Interview mit Bert Rürup

"Kirchhofs Konzept hat keine Chance"

Kaum hatte Paul Kirchhof sein Steuergesetzbuch vorgestellt, brach die Diskussion los. So will er etwa den Steuersatz auf einheitlich 25 Prozent senken. Dagegen kommt Widerstand aus der Politik. Der frühere Vorsitzende der Wirtschaftsweisen, Bert Rürup, hat viele Sozialreformen angestoßen. Mit ihm sprachen Jan Hildebrand und Dorothea Siems.

Berliner Morgenpost: Herr Rürup, die Steuerpläne von Paul Kirchhof sorgen für Aufsehen. Sie kennen sich mit Großreformen aus. Schließlich waren Sie einer der Köpfe hinter der Agenda 2010. Halten Sie die Umsetzung von Kirchhofs Vorschlägen für realistisch?

Bert Rürup: Sein Bundessteuergesetzbuch ist zweifellos eine intellektuelle Großtat, aber definitiv keine Blaupause für eine Steuerreform, die unser Land braucht.

Berliner Morgenpost: Warum? Sie haben doch auch grundlegende Reformen realisiert, etwa die Abschaffung der Arbeitslosenhilfe oder die Einführung der Riesterrente.

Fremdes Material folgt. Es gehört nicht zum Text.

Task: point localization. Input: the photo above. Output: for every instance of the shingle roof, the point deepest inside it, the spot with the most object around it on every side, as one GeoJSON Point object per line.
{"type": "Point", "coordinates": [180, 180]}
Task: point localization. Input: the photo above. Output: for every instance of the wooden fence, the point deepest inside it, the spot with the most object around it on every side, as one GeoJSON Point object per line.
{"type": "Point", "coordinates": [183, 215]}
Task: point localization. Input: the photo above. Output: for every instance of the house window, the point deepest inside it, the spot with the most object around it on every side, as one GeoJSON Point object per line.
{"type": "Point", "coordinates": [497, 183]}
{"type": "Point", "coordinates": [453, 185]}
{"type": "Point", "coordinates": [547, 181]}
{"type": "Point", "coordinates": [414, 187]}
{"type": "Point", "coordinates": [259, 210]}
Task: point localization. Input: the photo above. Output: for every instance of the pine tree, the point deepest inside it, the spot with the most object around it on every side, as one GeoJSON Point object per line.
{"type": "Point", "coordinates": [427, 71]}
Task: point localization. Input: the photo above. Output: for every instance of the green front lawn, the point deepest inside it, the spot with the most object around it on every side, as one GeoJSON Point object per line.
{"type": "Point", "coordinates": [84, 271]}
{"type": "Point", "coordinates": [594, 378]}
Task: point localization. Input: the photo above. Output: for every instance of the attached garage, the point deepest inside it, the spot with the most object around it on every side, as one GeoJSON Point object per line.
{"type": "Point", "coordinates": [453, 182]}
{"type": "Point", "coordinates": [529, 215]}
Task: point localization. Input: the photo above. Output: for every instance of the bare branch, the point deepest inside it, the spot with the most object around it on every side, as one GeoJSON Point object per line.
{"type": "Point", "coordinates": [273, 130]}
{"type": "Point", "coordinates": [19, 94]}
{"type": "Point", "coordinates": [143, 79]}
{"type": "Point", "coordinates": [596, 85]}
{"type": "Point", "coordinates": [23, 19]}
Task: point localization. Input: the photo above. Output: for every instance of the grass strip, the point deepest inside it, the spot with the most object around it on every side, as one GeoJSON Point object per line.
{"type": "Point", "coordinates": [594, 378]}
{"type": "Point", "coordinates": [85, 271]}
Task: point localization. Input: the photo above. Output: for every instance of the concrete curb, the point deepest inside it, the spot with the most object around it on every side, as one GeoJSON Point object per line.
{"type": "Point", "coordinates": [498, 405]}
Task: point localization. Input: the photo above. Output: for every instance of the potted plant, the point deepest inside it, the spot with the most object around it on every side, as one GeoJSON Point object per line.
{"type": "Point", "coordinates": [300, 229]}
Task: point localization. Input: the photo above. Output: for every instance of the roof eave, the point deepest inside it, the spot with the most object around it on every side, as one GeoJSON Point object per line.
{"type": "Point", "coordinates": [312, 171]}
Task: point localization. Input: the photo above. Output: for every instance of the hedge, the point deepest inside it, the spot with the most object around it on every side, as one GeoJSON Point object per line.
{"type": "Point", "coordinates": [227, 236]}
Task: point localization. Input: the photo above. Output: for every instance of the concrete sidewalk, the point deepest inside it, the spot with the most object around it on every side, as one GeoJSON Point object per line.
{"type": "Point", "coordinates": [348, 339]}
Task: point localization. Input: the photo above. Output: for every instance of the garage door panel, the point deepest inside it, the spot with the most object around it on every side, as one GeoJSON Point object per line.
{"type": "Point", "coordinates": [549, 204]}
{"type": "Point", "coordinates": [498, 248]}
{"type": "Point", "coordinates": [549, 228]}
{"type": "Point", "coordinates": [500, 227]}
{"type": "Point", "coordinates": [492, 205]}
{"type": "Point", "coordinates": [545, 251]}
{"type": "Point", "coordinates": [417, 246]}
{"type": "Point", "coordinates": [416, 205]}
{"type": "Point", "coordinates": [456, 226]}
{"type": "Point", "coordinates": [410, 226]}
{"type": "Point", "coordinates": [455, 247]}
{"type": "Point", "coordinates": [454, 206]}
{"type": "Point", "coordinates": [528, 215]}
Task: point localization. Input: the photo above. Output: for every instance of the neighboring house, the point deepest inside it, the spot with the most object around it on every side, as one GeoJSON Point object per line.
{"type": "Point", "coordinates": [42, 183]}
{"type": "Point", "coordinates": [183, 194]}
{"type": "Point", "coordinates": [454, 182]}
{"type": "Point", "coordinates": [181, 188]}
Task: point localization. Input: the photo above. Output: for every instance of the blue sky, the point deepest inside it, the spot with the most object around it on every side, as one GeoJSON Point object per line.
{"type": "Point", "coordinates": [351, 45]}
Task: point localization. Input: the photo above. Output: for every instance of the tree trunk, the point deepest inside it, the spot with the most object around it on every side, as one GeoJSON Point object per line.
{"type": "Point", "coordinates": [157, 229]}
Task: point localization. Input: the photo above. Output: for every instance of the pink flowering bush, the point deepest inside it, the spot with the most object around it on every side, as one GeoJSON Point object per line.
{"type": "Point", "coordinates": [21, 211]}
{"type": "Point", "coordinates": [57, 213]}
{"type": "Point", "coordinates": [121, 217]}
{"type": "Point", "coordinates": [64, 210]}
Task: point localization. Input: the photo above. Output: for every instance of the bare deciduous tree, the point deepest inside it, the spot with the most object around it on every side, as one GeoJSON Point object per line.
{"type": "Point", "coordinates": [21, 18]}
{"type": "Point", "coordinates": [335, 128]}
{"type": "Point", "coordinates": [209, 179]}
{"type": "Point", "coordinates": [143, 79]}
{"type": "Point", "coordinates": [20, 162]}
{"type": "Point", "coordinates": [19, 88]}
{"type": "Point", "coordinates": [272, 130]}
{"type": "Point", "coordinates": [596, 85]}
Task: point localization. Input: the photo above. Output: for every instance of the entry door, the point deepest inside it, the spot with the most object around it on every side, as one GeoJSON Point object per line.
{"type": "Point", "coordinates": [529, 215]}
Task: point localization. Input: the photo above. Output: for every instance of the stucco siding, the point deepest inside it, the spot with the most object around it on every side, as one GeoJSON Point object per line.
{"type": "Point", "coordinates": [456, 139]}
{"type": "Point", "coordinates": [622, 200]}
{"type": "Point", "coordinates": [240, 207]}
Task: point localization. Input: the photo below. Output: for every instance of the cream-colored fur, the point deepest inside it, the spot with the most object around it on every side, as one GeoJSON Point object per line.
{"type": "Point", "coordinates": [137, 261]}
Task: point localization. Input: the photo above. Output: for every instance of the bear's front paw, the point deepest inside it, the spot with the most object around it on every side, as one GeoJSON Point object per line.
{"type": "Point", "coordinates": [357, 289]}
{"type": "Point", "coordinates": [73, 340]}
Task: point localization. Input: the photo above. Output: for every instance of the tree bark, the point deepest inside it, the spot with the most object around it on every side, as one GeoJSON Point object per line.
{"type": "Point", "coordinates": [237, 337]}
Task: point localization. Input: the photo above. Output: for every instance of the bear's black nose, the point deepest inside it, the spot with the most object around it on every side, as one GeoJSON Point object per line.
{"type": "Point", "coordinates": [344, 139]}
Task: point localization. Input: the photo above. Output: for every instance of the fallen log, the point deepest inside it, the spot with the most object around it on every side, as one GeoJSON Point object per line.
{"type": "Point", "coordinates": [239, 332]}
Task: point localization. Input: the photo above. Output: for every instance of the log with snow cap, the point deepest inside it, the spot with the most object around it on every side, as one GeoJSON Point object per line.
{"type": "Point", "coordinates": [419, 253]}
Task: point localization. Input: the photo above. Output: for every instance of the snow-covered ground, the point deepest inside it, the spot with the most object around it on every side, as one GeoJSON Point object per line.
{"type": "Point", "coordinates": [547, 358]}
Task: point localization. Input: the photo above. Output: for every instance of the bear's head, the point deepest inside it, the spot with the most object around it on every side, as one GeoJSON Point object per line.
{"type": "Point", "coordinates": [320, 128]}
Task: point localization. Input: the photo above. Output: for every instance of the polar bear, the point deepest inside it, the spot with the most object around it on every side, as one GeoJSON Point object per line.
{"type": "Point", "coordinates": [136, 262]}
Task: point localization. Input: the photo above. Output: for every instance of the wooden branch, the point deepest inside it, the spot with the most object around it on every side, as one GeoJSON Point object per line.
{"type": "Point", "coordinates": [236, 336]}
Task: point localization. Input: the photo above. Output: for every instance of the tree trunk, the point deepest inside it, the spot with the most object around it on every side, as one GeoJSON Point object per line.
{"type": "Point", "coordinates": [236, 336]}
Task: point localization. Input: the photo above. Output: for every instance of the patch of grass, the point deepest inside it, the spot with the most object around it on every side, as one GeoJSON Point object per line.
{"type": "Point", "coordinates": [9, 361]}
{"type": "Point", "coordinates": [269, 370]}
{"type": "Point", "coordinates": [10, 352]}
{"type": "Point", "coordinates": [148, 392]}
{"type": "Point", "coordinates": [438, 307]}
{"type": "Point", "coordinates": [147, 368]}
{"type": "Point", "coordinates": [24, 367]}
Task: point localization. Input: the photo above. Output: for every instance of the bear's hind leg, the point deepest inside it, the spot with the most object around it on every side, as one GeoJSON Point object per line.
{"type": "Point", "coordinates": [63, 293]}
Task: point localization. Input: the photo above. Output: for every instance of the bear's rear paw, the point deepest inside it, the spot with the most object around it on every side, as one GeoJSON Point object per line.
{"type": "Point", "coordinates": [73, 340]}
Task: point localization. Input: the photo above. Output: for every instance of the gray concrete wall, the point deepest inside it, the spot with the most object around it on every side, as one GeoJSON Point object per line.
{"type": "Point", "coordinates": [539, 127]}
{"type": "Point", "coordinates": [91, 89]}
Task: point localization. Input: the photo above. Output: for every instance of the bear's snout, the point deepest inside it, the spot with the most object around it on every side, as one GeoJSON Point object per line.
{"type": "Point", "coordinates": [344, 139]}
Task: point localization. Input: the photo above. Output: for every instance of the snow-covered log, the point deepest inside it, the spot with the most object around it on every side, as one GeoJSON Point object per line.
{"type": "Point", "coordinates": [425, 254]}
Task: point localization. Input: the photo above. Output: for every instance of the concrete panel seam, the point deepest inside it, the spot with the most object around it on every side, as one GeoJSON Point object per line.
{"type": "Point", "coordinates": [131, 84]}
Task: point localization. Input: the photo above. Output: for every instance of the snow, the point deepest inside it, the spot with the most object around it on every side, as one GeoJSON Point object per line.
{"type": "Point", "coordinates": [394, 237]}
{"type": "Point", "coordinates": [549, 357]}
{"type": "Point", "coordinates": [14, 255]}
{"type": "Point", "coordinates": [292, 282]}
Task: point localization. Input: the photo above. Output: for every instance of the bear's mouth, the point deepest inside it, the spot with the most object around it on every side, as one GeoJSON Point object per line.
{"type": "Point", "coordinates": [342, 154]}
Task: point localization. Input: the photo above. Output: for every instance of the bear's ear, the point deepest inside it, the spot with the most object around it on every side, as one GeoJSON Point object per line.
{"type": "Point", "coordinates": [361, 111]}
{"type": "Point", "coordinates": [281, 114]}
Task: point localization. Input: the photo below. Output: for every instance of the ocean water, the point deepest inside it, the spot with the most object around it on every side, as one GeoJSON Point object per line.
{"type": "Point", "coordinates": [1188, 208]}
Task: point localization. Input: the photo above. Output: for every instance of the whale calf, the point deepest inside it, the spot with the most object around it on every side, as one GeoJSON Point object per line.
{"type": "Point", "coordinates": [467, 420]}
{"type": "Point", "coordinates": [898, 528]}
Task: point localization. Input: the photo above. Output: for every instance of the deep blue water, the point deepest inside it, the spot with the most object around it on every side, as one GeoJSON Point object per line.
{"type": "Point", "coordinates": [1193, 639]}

Bert Rürup: Kollege Kirchhof will radikal vereinfachen. Nur Einfachheit ist kein steuerpolitisches Ziel an sich. Ein Steuersystem muss wachstums- und beschäftigungsfreundlich, ergiebig und verteilungspolitisch zielgenau sein. Von diesen drei Zielen wird im Wesentlichen nur das erste erfüllt. Für die Abschaffung von steuerlichen Ausnahmetatbeständen - wenn auch nicht in der vorgeschlagenen radikalen Art - gibt es gute Gründe. Es gibt aber kein Argument für die Überlegenheit einer Flat Tax oder den propagierten Dreistufentarif gegenüber einem linear-progressiven Tarif. Die Ungleichheit der Verteilung der Einkommen hat in den vergangenen Jahren deutlich zugenommen. Durch das Konzept von Herrn Kirchhof würde diese Entwicklung einen weiteren Schub bekommen. Von daher sehe ich keine Chance einer politischen Umsetzung.

Berliner Morgenpost: Herrn Kirchhof treffen dieselben Vorwürfe wie Sie damals: Sein Konzept sei sozial ungerecht.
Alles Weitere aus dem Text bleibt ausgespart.